EU verhängt zweithöchste Kartellstrafe in ihrer Geschichte

Ihr bisher höchstes Bussgeld hatte die EU vor fünf Jahren mit 790,5 Millionen Euro gegen ein Vitaminkartell verhängt. Die Kommission wirft den Unternehmen Preisabsprachen und die Aufteilung von Kunden bei bestimmten Kautschuksorten vor.
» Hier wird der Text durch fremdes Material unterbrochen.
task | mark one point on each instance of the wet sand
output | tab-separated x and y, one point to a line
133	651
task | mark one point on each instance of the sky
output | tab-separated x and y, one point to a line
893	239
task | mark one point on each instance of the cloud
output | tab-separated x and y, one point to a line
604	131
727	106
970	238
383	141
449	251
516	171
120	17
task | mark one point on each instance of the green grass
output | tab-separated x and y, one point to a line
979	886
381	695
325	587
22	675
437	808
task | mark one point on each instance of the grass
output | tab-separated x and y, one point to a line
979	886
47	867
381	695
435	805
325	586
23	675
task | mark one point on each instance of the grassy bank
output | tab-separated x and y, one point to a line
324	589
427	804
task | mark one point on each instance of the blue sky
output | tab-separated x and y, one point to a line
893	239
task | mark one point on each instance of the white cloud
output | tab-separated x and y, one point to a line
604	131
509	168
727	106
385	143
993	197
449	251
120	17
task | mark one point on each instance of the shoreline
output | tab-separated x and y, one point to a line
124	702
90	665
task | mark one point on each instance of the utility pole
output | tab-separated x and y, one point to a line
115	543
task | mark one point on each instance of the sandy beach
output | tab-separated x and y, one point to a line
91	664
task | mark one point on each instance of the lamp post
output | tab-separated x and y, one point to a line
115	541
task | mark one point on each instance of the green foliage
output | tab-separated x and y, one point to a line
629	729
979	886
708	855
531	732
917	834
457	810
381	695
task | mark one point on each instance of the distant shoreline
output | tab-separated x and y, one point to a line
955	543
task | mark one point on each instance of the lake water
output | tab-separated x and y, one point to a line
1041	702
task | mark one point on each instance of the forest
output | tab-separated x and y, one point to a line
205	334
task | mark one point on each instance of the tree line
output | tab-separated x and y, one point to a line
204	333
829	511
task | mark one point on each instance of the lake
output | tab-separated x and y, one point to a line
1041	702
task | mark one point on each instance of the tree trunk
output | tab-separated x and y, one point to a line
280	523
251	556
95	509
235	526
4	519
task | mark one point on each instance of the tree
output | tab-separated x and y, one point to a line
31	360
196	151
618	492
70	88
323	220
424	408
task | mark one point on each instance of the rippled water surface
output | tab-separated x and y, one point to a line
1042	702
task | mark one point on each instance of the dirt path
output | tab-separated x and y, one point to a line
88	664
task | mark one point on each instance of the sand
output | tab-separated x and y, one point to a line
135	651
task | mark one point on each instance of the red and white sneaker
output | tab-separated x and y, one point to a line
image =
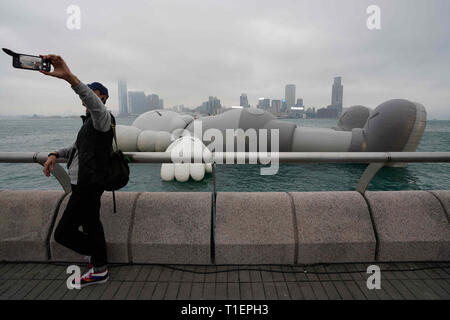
91	277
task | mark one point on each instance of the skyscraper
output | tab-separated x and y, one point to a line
276	107
290	96
337	94
244	100
153	102
123	99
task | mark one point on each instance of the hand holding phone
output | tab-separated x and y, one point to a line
28	62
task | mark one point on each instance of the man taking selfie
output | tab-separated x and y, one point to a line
88	159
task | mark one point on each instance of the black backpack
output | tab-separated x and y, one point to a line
118	170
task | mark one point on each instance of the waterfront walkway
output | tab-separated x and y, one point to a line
45	281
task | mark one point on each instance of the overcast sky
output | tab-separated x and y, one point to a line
186	51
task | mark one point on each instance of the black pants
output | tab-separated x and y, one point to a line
83	209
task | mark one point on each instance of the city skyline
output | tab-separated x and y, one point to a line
196	55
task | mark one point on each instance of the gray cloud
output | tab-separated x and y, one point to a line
188	50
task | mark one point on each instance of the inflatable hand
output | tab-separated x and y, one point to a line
181	150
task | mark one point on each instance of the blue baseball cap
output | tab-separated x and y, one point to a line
98	86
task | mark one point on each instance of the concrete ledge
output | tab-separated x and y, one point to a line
172	228
444	198
411	225
116	227
250	228
254	228
333	227
26	218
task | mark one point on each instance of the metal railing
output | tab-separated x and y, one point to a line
376	160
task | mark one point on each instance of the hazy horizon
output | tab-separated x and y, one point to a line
185	51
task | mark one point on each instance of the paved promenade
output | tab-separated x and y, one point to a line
171	282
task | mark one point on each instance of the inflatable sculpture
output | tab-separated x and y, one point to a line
396	125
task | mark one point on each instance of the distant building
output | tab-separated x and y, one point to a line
123	99
290	96
337	94
137	102
244	100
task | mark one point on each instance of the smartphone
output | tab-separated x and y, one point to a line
25	61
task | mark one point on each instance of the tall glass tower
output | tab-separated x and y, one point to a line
337	94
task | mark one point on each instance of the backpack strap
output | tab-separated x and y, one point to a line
113	126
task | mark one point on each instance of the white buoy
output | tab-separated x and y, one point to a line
167	171
127	138
146	141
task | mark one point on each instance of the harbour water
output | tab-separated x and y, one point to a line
44	134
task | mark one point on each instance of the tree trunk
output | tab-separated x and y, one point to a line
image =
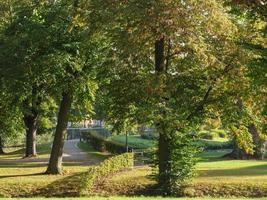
164	156
238	153
257	141
1	146
30	122
164	150
55	162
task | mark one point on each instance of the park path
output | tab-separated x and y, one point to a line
71	153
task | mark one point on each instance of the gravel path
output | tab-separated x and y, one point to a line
72	153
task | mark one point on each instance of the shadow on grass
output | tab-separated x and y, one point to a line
65	187
20	175
258	170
Das teilte der Sprecher der EU-Wettbewerbskommissarin Neelie Kroes am Mittwoch in Brüssel mit. Diese bestimmten Kautschuksorten werden vor allem für Reifenherstellung, Schuhsolen, Bodenbeläge und Golfbälle verwendet.


Bayer von Geldbusse befreit
Zu den betroffen Unternehmen zählten Bayer, Dow Chemical, Royal Dutch Shell, Eni, Unipetrol und Trade-Stomil, hiess es. Diese Unternehmen seien mindestens von 1996 bis 2002 am Kartell beteiligt gewesen. Bayer sei jedoch von der Geldbusse freigestellt, da es das Kartell als erstes Unternehmen aufgedeckt habe.


Höchste Strafe gegen Eni
Die höchste Strafe verhängte die Kommission gegen die italienische Eni. Das Unternehmen soll gut 272 Millionen Euro zahlen. Eni hat bereits angekündigt, gegen diese Entscheidung beim Europäischen Gericht Erster Instanz zu klagen. Shell wird mit knapp 161 Millionen Euro, Dow mit 65 Millionen Euro und 17,6 Millionen Euro und Trade-Stomil mit 3,8 Millionen Euro zur Kasse gebeten. (awp/mc/pg)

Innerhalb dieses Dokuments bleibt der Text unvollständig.